À l’occasion de la célébration de la Journée internationale des géomètres, le vice-président des géomètres de la province de la Tshopo, Monsieur Fundi Botomoito, a invité la population à participer massivement à une conférence-débat prévue ce mercredi 13 mai 2026 à Alliance Française de Kisangani.
Placée sous le thème « La sécurisation de sa parcelle ou concession au regard de la Loi n°73-021 dite Loi N’Sele dans la province de la Tshopo », cette activité scientifique et citoyenne vise à sensibiliser les habitants sur les mécanismes légaux de protection des parcelles et concessions face aux nombreux conflits fonciers enregistrés dans la province.
Selon les organisateurs, les ventes frauduleuses, les occupations illégales et les litiges liés aux limites des terrains deviennent de plus en plus fréquents dans plusieurs entités de la Tshopo.

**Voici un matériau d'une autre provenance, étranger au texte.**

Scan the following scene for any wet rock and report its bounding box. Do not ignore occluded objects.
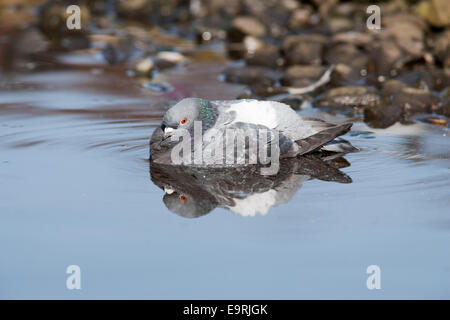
[245,45,283,68]
[364,104,403,128]
[423,117,448,127]
[228,16,266,43]
[371,40,404,76]
[331,31,373,47]
[223,66,279,86]
[433,30,450,68]
[381,14,426,57]
[396,69,450,91]
[316,86,380,108]
[391,87,440,113]
[195,26,226,44]
[381,80,407,98]
[250,84,286,98]
[325,43,369,85]
[102,37,135,65]
[156,51,186,64]
[436,100,450,118]
[416,0,450,27]
[227,36,266,60]
[135,58,155,77]
[280,96,305,110]
[327,17,353,34]
[38,1,91,44]
[283,34,327,65]
[115,0,152,19]
[281,65,326,88]
[288,6,313,29]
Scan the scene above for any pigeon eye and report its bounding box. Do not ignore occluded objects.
[180,194,187,204]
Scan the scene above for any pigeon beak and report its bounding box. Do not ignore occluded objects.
[164,187,175,194]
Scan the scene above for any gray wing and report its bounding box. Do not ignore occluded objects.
[199,122,294,165]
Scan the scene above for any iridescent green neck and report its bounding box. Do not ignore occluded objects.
[199,99,213,125]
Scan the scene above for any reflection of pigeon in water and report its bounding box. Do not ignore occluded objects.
[150,154,351,218]
[150,98,355,167]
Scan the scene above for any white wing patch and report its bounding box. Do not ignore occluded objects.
[227,100,316,140]
[229,100,277,129]
[228,189,277,217]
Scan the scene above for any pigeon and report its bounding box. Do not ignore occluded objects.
[150,98,356,167]
[150,154,352,218]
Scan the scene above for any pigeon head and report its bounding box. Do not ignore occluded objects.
[161,98,216,138]
[163,190,216,218]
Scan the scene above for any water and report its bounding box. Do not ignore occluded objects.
[0,63,450,299]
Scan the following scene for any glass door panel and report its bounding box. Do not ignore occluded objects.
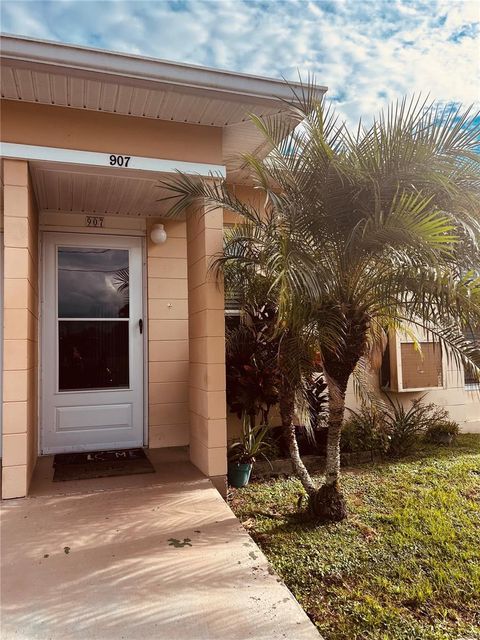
[57,247,130,391]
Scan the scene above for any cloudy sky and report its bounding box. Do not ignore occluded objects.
[1,0,480,123]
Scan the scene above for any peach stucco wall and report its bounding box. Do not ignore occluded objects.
[147,220,189,447]
[2,160,38,498]
[187,209,227,476]
[0,100,223,164]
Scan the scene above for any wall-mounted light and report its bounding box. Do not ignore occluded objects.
[150,224,167,244]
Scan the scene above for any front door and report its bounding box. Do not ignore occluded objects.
[41,233,143,453]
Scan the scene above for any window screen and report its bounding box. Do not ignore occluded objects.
[401,342,443,389]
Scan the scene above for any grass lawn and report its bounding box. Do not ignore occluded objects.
[231,434,480,640]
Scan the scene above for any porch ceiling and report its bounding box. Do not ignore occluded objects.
[1,35,326,179]
[30,162,172,217]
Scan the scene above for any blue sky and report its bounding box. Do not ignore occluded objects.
[1,0,480,124]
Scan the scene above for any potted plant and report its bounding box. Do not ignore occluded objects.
[228,413,270,489]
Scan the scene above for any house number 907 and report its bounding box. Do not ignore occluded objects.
[110,153,131,167]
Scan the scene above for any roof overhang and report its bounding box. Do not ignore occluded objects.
[0,35,326,179]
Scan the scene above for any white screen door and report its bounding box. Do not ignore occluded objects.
[41,233,143,453]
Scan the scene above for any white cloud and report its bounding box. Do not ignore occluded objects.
[2,0,480,123]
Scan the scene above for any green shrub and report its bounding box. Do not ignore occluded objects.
[341,398,459,457]
[425,407,460,444]
[340,406,388,453]
[385,398,435,457]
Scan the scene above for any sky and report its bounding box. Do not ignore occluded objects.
[1,0,480,125]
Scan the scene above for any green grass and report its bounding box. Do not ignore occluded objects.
[231,434,480,640]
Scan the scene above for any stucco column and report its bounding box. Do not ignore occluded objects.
[187,202,227,492]
[2,160,38,498]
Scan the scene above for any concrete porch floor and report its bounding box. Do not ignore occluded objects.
[1,450,320,640]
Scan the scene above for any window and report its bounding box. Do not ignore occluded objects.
[400,342,443,390]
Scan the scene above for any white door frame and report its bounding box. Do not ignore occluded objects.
[38,228,148,455]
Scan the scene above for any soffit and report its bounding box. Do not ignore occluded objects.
[1,35,326,179]
[29,162,172,217]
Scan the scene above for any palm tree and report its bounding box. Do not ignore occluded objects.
[162,84,480,520]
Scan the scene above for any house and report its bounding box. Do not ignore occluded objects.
[0,36,480,498]
[0,36,324,498]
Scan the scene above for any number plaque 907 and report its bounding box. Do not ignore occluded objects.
[110,153,131,167]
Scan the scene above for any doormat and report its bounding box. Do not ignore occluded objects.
[53,448,155,482]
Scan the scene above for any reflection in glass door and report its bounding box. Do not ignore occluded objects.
[41,233,143,453]
[57,247,130,391]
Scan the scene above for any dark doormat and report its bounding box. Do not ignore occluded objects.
[53,448,155,482]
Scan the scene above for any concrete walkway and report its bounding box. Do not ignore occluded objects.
[0,450,320,640]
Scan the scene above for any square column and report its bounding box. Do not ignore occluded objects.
[2,160,38,498]
[187,209,227,492]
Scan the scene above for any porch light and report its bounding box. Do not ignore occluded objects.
[150,224,167,244]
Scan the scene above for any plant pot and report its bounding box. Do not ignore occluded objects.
[435,433,453,444]
[228,462,253,489]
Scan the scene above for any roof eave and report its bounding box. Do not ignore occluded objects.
[0,34,327,104]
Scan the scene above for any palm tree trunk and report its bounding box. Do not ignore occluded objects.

Une situation qui pousse les experts fonciers à multiplier des campagnes de sensibilisation auprès de la population.
Dans son intervention, Fundi Botomoito a rappelé que la question foncière constitue aujourd’hui un enjeu majeur sur les plans social et économique dans la province.
Il a déploré le fait que plusieurs citoyens perdent leurs biens faute de connaissance des textes légaux et des procédures administratives relatives à l’acquisition et à la sécurisation des terrains.
La Loi n°73-021 du 20 juillet 1973, modifiée et complétée par la loi de 1980, communément appelée « Loi N’Sele », demeure le principal texte régissant le régime foncier en République Démocratique du Congo.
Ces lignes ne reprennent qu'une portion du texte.